Jews are encouraged to pray in community, and some of the most important prayers, such as the Mourner’s Kaddish, can only be recited in a minyan (quorum) of ten Jews. Why is it so important to pray with nine other people? Isn’t prayer a time to commune privately with God rather than a time for socializing with others?

Rabbi Yissocher Frand explains the value of communal prayer with a parable. It’s the day of the final exam for a university class. The instructor tells the students that they have three hours to complete the exam, and they must submit their test on time or they will be disqualified. At the end of the three hours, all of the students hand in their papers – except for one student who takes an additional fifteen minutes. When this student tries to submit his exam, the professor refuses to take it. The student asks the teacher, “Do you know who I am??” The professor responds that he doesn’t know or care; the deadline for test submission applies to all students. The student asks again, “You really don’t know who I am?” The professor again replies that whoever the student is and no matter his connections, he still cannot submit his test late. In a flash, the student slips his test into the stack of exams on the professor’s desk. “Now you’ll have no idea which one is mine!” he says before rushing away.
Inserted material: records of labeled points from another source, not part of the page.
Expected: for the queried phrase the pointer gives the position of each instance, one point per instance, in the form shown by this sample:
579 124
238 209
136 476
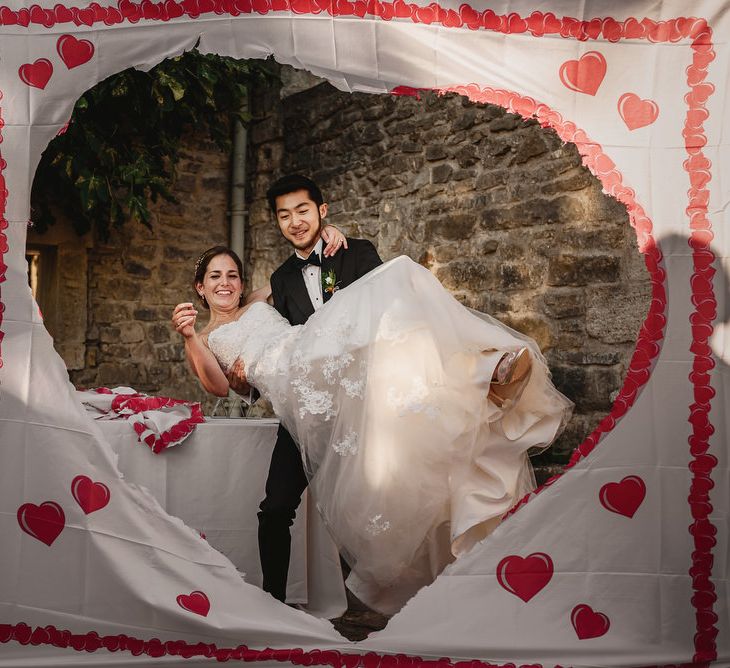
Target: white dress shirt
313 277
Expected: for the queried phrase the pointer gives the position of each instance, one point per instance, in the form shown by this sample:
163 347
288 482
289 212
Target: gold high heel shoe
506 385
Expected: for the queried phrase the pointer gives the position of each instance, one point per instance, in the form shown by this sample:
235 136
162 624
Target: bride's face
222 285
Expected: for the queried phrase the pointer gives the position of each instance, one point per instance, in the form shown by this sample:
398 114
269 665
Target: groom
300 286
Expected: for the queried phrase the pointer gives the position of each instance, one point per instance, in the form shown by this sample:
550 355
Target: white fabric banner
622 561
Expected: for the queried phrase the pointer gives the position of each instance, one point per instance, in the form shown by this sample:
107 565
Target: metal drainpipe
238 210
238 189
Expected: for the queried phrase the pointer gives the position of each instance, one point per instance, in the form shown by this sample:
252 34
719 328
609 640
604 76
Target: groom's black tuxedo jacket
287 283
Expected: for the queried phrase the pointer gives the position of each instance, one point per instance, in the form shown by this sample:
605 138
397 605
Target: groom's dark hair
291 183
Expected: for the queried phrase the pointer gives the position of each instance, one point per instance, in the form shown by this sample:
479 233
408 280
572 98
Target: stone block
147 314
578 179
531 146
505 123
533 325
441 173
73 354
467 156
515 276
109 334
570 269
467 274
171 352
463 175
160 332
564 303
111 312
489 180
114 352
464 119
111 374
435 152
407 146
457 226
581 238
131 332
589 387
615 316
137 269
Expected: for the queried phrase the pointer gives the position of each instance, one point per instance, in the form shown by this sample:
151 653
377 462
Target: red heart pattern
90 495
74 52
585 74
36 74
635 112
587 623
196 602
44 522
624 497
525 577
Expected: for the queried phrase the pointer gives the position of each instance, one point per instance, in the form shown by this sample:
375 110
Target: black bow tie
312 259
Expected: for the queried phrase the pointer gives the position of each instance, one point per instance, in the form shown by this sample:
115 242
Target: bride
414 415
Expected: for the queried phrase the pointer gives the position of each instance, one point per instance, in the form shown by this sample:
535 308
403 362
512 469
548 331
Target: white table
214 481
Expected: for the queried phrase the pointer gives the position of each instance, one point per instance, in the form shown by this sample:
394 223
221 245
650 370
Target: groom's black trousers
284 488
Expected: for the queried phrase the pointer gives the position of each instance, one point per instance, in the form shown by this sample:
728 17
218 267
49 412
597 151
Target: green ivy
122 143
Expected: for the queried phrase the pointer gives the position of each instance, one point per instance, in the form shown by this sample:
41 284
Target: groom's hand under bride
237 378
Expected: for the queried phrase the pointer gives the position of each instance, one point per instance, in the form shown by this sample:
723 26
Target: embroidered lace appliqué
377 525
391 329
340 332
347 446
414 401
315 402
335 365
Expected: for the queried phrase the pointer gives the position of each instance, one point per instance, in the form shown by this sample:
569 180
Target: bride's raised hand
183 319
333 239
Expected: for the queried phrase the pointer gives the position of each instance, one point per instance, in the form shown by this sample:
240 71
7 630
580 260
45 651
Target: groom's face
300 220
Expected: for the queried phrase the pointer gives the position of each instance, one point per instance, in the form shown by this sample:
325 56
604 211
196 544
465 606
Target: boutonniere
329 281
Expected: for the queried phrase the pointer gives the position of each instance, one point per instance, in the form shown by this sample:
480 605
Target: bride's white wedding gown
385 391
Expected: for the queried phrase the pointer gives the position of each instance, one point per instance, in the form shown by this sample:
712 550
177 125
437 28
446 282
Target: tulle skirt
409 462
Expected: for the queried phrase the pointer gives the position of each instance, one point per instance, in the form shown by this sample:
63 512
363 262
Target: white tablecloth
214 481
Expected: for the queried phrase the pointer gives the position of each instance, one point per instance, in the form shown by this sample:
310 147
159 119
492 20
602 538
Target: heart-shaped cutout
635 112
587 623
44 522
74 52
36 74
196 602
525 577
585 74
624 497
90 495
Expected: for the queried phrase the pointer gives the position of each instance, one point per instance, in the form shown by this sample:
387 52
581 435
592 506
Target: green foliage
122 143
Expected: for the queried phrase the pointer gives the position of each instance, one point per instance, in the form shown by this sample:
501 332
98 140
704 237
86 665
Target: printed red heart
635 112
196 602
74 52
90 495
625 497
36 74
585 74
588 624
525 577
44 522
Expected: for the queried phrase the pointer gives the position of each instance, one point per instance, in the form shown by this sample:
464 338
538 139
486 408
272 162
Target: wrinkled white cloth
159 422
385 391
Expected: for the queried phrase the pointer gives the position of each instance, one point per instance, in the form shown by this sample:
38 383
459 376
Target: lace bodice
259 330
384 390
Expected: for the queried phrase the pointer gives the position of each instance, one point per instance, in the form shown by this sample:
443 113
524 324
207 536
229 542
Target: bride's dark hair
201 266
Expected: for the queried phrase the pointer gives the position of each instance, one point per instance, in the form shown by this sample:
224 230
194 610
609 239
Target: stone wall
122 290
499 209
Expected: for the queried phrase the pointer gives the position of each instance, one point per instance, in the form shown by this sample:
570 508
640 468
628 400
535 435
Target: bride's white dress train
385 391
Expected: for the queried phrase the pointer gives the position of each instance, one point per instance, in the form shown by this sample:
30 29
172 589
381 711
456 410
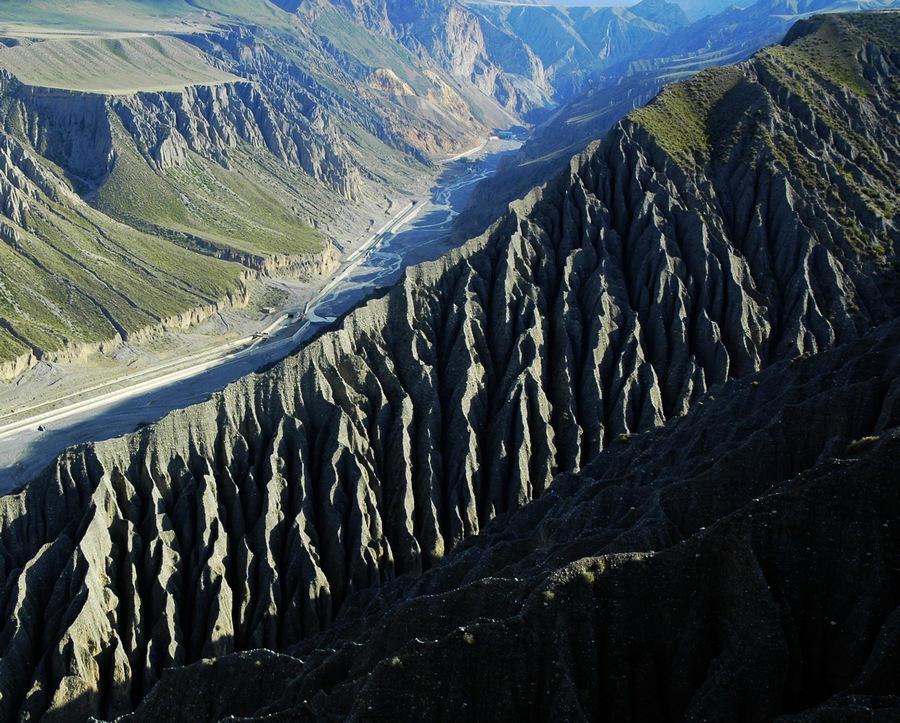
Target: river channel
421 232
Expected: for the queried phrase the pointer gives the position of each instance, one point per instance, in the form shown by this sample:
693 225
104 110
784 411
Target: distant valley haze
449 360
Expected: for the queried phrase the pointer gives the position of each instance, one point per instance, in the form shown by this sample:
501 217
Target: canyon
621 454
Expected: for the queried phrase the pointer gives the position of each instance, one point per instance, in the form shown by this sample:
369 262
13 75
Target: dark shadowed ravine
629 454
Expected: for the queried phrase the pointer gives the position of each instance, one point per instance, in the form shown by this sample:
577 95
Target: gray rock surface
738 564
618 298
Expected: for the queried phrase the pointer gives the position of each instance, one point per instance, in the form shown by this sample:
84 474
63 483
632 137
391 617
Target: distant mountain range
145 148
631 453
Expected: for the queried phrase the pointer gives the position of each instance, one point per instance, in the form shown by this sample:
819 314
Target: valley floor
54 406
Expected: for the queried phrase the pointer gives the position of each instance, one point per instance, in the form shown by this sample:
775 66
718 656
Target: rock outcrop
740 563
658 271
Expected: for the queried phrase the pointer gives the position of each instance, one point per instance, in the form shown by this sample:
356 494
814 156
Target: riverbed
421 232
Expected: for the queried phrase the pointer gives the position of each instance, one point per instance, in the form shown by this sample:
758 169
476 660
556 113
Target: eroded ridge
609 303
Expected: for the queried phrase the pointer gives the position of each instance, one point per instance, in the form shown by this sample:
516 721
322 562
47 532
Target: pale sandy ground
50 387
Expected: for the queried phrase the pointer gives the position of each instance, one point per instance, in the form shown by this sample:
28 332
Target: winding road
110 409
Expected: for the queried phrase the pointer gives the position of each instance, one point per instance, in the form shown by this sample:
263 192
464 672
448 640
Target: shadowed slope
608 303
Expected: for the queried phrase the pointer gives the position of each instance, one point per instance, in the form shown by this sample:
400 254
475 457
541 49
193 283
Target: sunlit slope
116 64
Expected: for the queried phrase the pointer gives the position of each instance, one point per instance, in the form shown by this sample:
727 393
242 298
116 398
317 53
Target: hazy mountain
681 351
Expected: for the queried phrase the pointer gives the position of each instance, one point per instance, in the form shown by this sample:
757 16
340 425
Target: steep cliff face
75 131
611 302
739 563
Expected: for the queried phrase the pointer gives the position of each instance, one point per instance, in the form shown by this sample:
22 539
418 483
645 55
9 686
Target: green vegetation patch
111 65
370 50
679 117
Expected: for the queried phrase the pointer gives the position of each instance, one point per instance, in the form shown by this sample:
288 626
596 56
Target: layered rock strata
613 301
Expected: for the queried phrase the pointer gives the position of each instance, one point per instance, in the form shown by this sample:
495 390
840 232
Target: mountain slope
740 563
658 267
202 160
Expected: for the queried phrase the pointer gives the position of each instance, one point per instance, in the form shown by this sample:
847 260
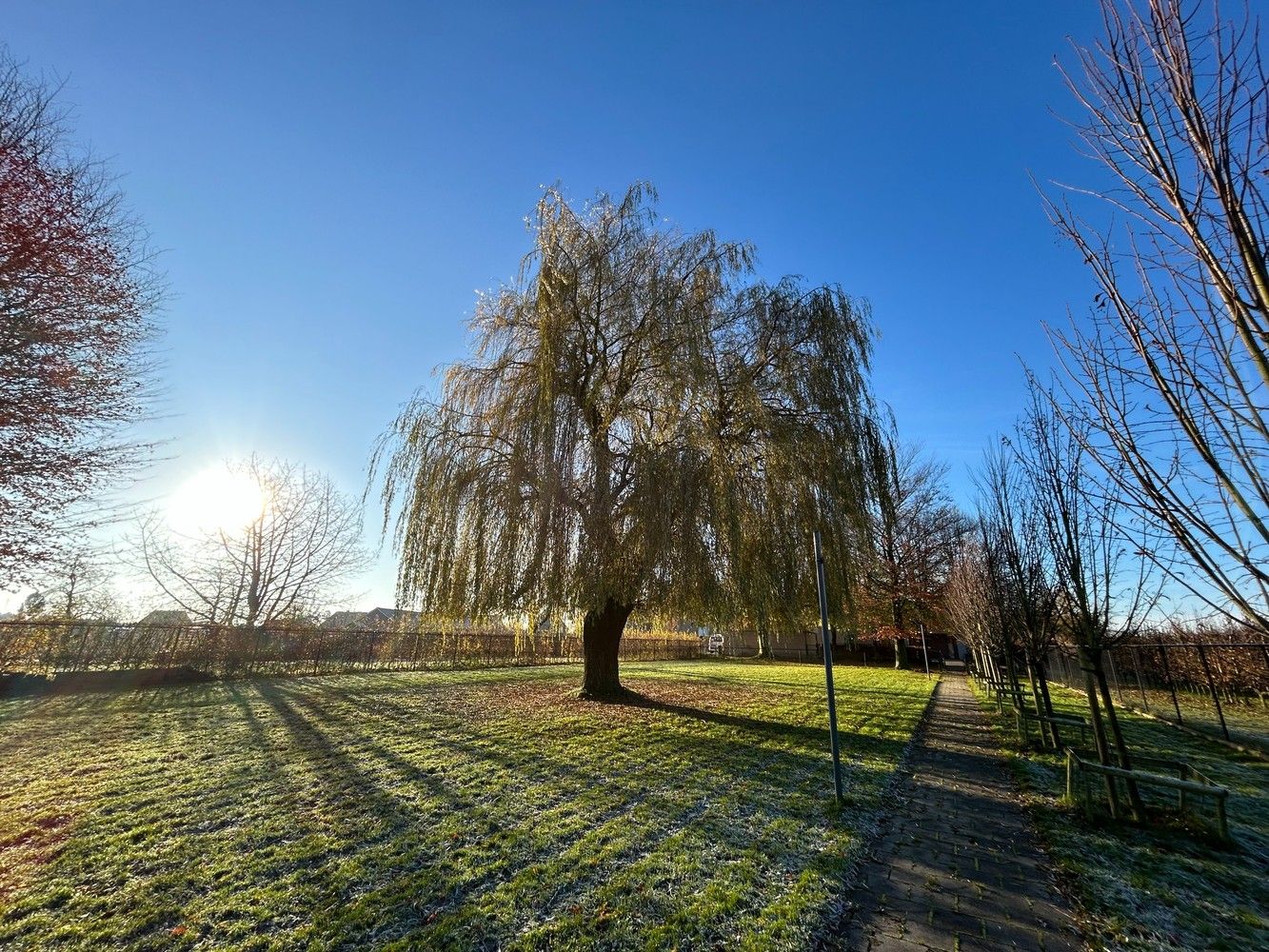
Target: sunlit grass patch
454 810
1165 885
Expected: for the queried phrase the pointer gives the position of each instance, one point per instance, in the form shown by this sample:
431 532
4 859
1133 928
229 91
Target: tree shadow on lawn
435 902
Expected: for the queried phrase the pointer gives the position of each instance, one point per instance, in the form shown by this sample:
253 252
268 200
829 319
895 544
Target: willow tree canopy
641 425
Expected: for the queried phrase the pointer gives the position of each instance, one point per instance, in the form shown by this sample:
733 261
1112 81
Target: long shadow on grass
559 878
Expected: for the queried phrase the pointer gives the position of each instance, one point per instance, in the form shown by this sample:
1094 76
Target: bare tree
76 586
915 533
286 562
76 297
641 426
1018 563
1101 577
1172 377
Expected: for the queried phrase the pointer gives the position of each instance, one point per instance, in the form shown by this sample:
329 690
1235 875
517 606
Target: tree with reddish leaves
76 299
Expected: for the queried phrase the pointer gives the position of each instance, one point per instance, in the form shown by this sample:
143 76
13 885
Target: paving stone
960 868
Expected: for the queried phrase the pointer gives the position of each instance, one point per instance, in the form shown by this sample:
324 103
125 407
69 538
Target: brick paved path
959 867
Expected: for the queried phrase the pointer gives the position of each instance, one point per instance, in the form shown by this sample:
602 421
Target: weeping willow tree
643 426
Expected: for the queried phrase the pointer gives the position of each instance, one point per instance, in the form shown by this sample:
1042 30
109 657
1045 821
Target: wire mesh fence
1221 688
52 649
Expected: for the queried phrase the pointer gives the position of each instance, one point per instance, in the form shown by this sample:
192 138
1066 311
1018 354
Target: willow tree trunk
601 643
764 642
Rabbi Frand likens this to our prayers. God knows who each one of us is, of course, but we’re not all at the same level of righteousness. By praying with at least nine other people, those of us who are at a lower level spiritually benefit by mixing in their prayers with those more deserving. Extending Rabbi Frand’s metaphor, the people we surround ourselves with define who we are, so it’s better to be with people who are exceptionally good, rather than people who make us look good!